22 NİSAN 2016
Çok kalabalık yeni bir haftaya merhaba diyoruz. Vizyonda tam on bir yeni film var. Bunlardan yedi tanesi yerli yapım. İçinizde yaşayan sinemadan çıkmış insanın elini sakın ha bırakmayın. Herkese iyi seyirler.
KOR
Zeki Demirkubuz’un on birinci uzun metrajı, galasını, Altın Lale Uluslararası Yarışma bölümünde yapmıştı. Yönetmenin, 1998’de senaryosunu yazmaya başladığı dramı, bildik Demirkubuz sinemasının ana motiflerini içeriyor. Zeki Demirkubuz ne çekse izleyen ve beğenen biri olarak, ‘Kor’, bir miktar uzun ve kendi içinde; bir parça tekrara dayalı geldi bana. En son söylenecek olanı başta söyleyelim, 145 dakikalık süre, öykünün yoğunluğu açısından fazla uzun. Başrollerini Taner Birsel, Aslıhan Gürbüz ve Caner Cindrouk’un paylaştıkları filmde, İştar Gökseven ve Çağlar Çorumlu da yer alıyorlar. Cemal, iş hayatında yaşadığı sıkıntıların ardından Romanya’ya gider ve orada tutuklanır. Acilen ameliyat olması gereken hasta çocuğu ile bir başına kalan eşi Emine, dışarıdan el işi aldığı atölyede, eski patronu Ziya ile karşılaşır.
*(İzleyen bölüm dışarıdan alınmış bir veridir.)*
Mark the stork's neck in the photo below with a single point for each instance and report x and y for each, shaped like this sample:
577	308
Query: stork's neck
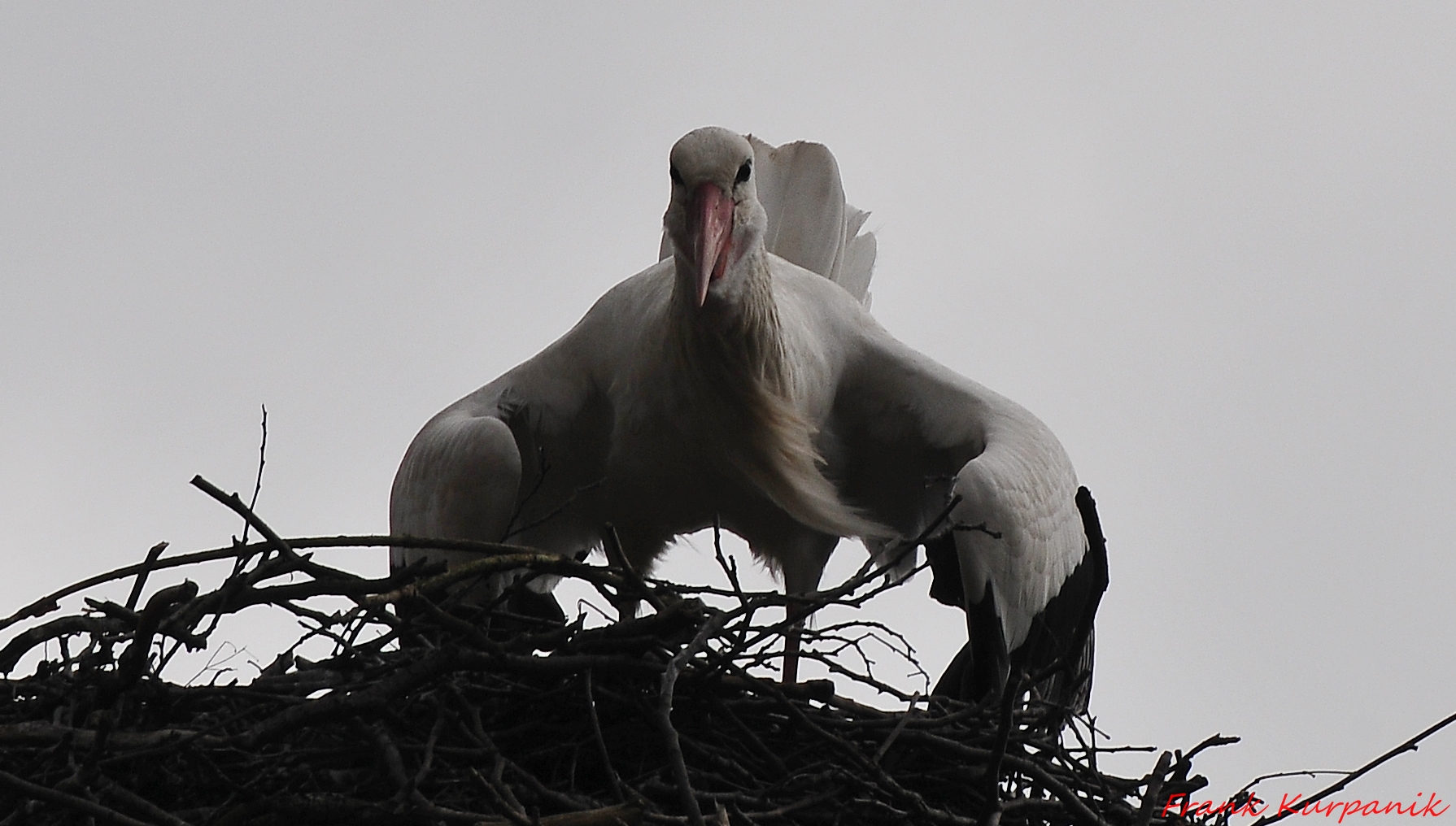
735	339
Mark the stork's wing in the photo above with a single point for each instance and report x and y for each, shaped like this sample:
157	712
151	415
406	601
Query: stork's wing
810	223
913	433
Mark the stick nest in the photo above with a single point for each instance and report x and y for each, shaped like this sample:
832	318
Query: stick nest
434	711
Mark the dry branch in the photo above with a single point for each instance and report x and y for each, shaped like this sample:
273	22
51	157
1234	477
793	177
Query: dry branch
429	711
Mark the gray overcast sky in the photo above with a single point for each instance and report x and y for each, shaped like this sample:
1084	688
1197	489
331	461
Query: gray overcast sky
1210	245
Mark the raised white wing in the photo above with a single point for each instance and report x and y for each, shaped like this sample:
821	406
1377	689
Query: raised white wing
1017	527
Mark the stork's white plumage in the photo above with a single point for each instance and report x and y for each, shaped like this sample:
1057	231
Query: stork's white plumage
743	378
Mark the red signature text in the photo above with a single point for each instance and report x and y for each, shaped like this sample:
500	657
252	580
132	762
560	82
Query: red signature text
1184	807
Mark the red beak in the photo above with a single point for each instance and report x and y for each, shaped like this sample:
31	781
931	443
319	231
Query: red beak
711	228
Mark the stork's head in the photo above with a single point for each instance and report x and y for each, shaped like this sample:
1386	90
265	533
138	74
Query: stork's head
713	219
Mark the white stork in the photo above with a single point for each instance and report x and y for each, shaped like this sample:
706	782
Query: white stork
743	378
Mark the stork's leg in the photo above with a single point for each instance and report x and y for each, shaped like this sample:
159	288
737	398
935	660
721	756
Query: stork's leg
803	567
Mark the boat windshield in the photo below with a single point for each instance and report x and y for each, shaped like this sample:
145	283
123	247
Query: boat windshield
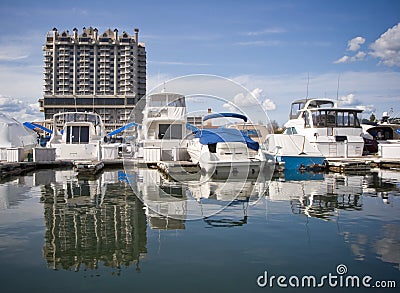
63	118
294	112
166	100
299	105
335	118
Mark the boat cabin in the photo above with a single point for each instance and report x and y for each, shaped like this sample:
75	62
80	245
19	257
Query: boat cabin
299	105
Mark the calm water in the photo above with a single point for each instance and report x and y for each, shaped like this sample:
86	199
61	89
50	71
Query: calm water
63	234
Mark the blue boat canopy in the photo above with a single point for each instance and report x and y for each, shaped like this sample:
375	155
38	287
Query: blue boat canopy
126	126
219	115
34	125
211	136
191	127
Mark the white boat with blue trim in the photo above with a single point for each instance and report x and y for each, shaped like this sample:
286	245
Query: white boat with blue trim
223	151
333	130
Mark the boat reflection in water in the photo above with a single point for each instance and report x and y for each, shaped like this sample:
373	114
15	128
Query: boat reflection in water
89	222
319	195
331	197
168	203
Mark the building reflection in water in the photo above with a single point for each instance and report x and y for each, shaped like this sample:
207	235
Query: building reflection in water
91	222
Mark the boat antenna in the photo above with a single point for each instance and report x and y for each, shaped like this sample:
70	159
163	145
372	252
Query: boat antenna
308	82
337	89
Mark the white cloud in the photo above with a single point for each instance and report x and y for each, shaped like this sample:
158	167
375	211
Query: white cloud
370	90
387	47
347	59
351	101
355	44
255	97
20	110
268	105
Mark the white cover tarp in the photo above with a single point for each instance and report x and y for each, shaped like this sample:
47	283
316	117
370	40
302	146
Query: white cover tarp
290	145
13	134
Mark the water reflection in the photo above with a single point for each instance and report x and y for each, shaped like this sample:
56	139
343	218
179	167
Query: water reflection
370	226
322	197
14	191
89	222
169	204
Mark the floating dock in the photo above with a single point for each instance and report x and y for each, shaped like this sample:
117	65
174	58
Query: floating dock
179	170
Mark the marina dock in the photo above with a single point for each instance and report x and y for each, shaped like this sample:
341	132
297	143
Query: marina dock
8	169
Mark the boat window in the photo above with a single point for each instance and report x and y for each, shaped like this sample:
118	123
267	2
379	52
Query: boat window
212	148
290	130
306	119
295	108
170	131
323	104
177	103
77	134
331	118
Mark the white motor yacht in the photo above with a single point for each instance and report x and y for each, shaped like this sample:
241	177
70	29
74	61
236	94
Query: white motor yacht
163	129
334	131
77	136
225	150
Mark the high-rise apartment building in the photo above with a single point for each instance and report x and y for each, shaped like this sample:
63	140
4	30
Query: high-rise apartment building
105	73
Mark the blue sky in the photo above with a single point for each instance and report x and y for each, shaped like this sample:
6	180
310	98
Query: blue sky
270	47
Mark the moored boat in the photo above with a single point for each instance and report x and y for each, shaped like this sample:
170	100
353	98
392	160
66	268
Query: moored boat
77	136
334	131
225	151
295	151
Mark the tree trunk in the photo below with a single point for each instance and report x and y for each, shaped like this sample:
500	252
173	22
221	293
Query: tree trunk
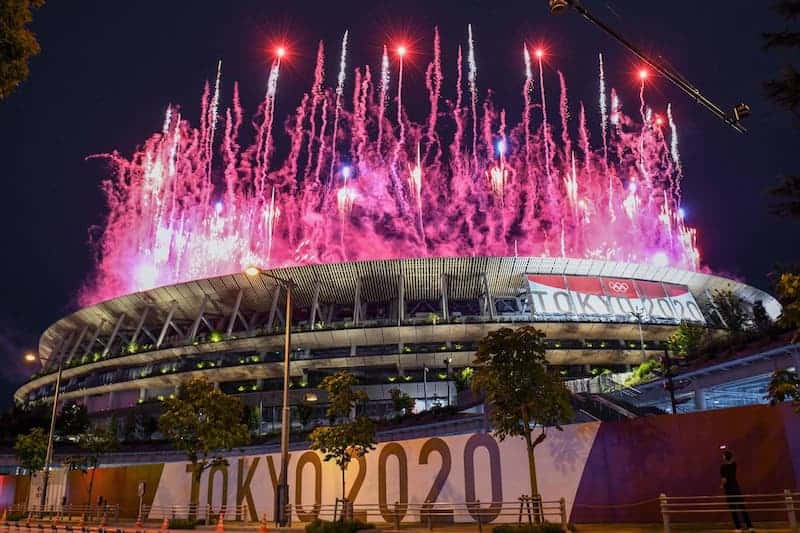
344	495
531	464
91	484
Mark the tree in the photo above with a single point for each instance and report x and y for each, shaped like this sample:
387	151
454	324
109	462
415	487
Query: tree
784	385
350	438
524	395
31	450
95	444
401	402
17	42
785	91
788	291
686	340
761	319
72	421
202	421
731	310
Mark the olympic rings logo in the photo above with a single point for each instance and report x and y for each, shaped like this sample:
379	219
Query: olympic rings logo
618	286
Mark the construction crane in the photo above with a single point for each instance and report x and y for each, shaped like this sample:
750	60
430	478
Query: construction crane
733	118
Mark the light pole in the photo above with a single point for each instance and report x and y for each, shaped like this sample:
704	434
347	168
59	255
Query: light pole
447	373
48	458
282	490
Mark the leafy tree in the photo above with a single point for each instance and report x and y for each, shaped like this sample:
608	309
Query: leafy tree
201	421
761	319
731	310
31	450
401	402
686	340
17	42
72	421
784	385
350	438
525	396
788	290
94	445
785	91
464	378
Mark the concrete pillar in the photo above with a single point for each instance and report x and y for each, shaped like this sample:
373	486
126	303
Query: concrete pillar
699	396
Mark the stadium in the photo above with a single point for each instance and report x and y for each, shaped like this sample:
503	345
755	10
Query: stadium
408	324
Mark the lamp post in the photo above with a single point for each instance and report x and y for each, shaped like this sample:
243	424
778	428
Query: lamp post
282	490
48	458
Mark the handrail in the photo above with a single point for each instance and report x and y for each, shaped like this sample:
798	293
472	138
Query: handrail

Bir zamanlar Emine’den çok hoşlanan ve Cemal’in düşmanca bir kin beslediği Ziya, kadının ve çocuğun muhtaç durumuna kayıtsız kalmaz. Çocuğu ameliyat ettirir ve duygularını Emine’ye açar. Cemal, Romanya’dan geri döndüğünde açığa çıkan sırlar, kıskançlık, nefret ve sevgi gibi karmakarışık duyguların yaşanmasına yol açacaktır. Belli bir çıtanın üzerinde tabi ki Demirkubuz’un yeni filmi ama “Masumiyet”e, “Kader”e oranla sarsmıyor bizi, usta sinemacının, yürek cebinde kala kalan diğer eski filmleri gibi. Üç ana karakter de netameli, kapkara ruh coğrafyalarında iyi çizilmiş. Alışkanlıklarına teslim olan küçük sıradan insan, söyleyememek, yapamamak, sınıf, öfke, kin, nefret, konformizm, kompleksler, vicdan, tutku, hayat ve ölüm… Yüzleşmek ve ötelemek, devam etmek, şuursuz, zaaf yüklü alışkanlıklar arasında kararsız kalan küçük insanın trajedisi. Yine hakiki, yine sarsıcı, yine kızgın, yine karanlık tabii. (3 / 5)
SAKLI
Selim Evci, ‘İki Çizgi’ ve ‘Rüzgarlar’ın ardından üçüncü uzun metrajında, yönetmen ve senarist olarak olgunlaştığının kanıtını sunmuş. Ayakları daha fazla yere basan, daha hakim olduğu bir filmle, ‘Saklı’yla karşımızda. Birbirinden farklı sosyo ekonomik sınıflardan iki aile. Herkesin bir saklısı var. Vakur, saygın, olgun kişiliği ile toplumda saygı gören, özellikle geçmişin ünlü müzisyeni Mahir bey ve kızının arkadaşı olan gencecik Duru’nun gizli ilişkisi. Duru’nun, orta sınıf mensubu, ataerkil, muhafazakar, despot, ahlakçı ama riyakar, günün değer yargılarına uygun yaşayan babası Ali beyin de saklı bir hayatı var. Yalanlar ve saklanan sırlarla süren gündelik yaşam, her duygunun üzerinde, sert ve acı bir gerçekliğe sahip. Gelenekler arasında sıkışmış küçük insan yüreği, erkek egemen toplum düzeni, kendimize bile inandırdığımız yalanlar, gizli, saklı sırlarımız, toplumsal baskı, sınıflar, duygular, kötülük, iyilik ve insan doğası… Settar Tanrıöğen, Türkü Turan ve İlhan Şeşen, başlıca rolleri paylaşıyorlar. Orijinal müziğe imza atan isimse Cengiz Onural. Galasını, 52. Uluslararası Antalya Film Festivali bünyesinde yapan dram, FİLMYÖN’ün en iyi yönetmen ödülünü kazanmıştı. (3 / 5)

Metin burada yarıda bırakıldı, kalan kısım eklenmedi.